Listen. If you’re a newbie, try the TV, where you’ll be able to see the people’s lips move (unless it’s dubbed, not an uncommon practice in Spain). Try the 3 o’clock news if you’re actually in Spain, too. If that’s way too easy (who are you and how can I hit you in the face?) try the radio. If you’re like, “Psh, girl,” then try a soccer game. If you can understand a soccer game, you have arrived. I congratulate and perhaps even bow at your feet. I hope they do not smell.


 Notice errors. Spanish people do this thing called leísmo, meaning they use the “le” pronoun instead of “lo” in certain circumstances. For instance, they might say “Le veo,” when it should be “Lo veo.” Another common error is when they use hubiera twice instead of habría + hubiera. For example, “Hubiera ido si me hubieras dicho.” Wrong. It should be “Habría ido si me hubieras dicho.” It’s an error that sounds okay to Spanish ears (kind of like mixing up lay/lie/laid), but I pick up on it, and ask Mario if they’re wrong. I like understanding errors and how to avoid them. Mario, like any good Spaniard, does employ leísmo from time to time, and I’ll admit, it’s rubbed off on me somewhat. Having spent so much time in Castilla León, it just rounds right to me.

So does this. Right on!

Eat at restaurants. If you want a challenge, try to learn the names of all the meats, cuts, fishes, cooking methods, and so on. I assure you, learning what morro is may ensure that you will never, ever eat it. I haven’t—and I promise you I don’t regret it.

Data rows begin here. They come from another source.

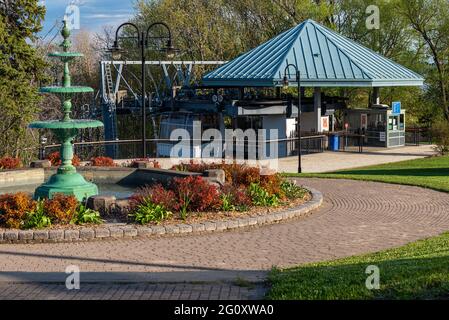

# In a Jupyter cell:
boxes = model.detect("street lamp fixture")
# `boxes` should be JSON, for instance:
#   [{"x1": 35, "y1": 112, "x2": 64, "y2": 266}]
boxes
[
  {"x1": 109, "y1": 22, "x2": 178, "y2": 158},
  {"x1": 282, "y1": 64, "x2": 302, "y2": 173}
]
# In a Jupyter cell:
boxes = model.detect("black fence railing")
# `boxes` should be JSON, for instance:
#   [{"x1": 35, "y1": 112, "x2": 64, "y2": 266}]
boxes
[
  {"x1": 405, "y1": 127, "x2": 433, "y2": 146},
  {"x1": 39, "y1": 135, "x2": 327, "y2": 161}
]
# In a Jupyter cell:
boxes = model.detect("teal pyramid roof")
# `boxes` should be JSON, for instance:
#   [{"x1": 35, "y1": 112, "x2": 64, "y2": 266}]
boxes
[{"x1": 203, "y1": 20, "x2": 424, "y2": 87}]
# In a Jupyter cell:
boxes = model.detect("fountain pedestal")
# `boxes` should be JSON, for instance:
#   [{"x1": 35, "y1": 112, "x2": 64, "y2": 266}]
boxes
[{"x1": 29, "y1": 21, "x2": 103, "y2": 201}]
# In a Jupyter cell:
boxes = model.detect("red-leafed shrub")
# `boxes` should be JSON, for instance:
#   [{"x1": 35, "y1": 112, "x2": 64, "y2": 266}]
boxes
[
  {"x1": 44, "y1": 194, "x2": 78, "y2": 224},
  {"x1": 0, "y1": 157, "x2": 22, "y2": 169},
  {"x1": 47, "y1": 151, "x2": 81, "y2": 167},
  {"x1": 0, "y1": 192, "x2": 36, "y2": 229},
  {"x1": 146, "y1": 184, "x2": 178, "y2": 211},
  {"x1": 260, "y1": 174, "x2": 285, "y2": 198},
  {"x1": 90, "y1": 157, "x2": 116, "y2": 167},
  {"x1": 172, "y1": 160, "x2": 260, "y2": 186},
  {"x1": 221, "y1": 183, "x2": 252, "y2": 211},
  {"x1": 171, "y1": 176, "x2": 221, "y2": 218},
  {"x1": 129, "y1": 158, "x2": 161, "y2": 169},
  {"x1": 130, "y1": 184, "x2": 178, "y2": 211}
]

Pick up a book. I read the Millennium series in Spanish. It felt like the best of both worlds. I was constantly immersed in dialogue in Spanish and I learned how to say things like, “La cocina daba al comedor,” that I probably wouldn’t have known otherwise. Also, I don’t think the Millennium series was especially rich in English and in Spanish it was much the same. However, I didn’t notice it in a foreign language.

Get mad. Try using a foreign language if you’re angry. I assure you, it will be difficult to continue speaking the language of Cervantes when there’s steam pouring out of your ears. Nonetheless, you will definitely learn something. You may want to pick up a few swear words here and there. Cat recently wrote a post that I found particularly amusing. I endorse it fully. A few of Mario’s friends seem to have lots of experience in swearing. Thus, their lexicon is quite impressive. (Note: Mario is far from this.)

After all, swearing mitigates pain. What more do you need?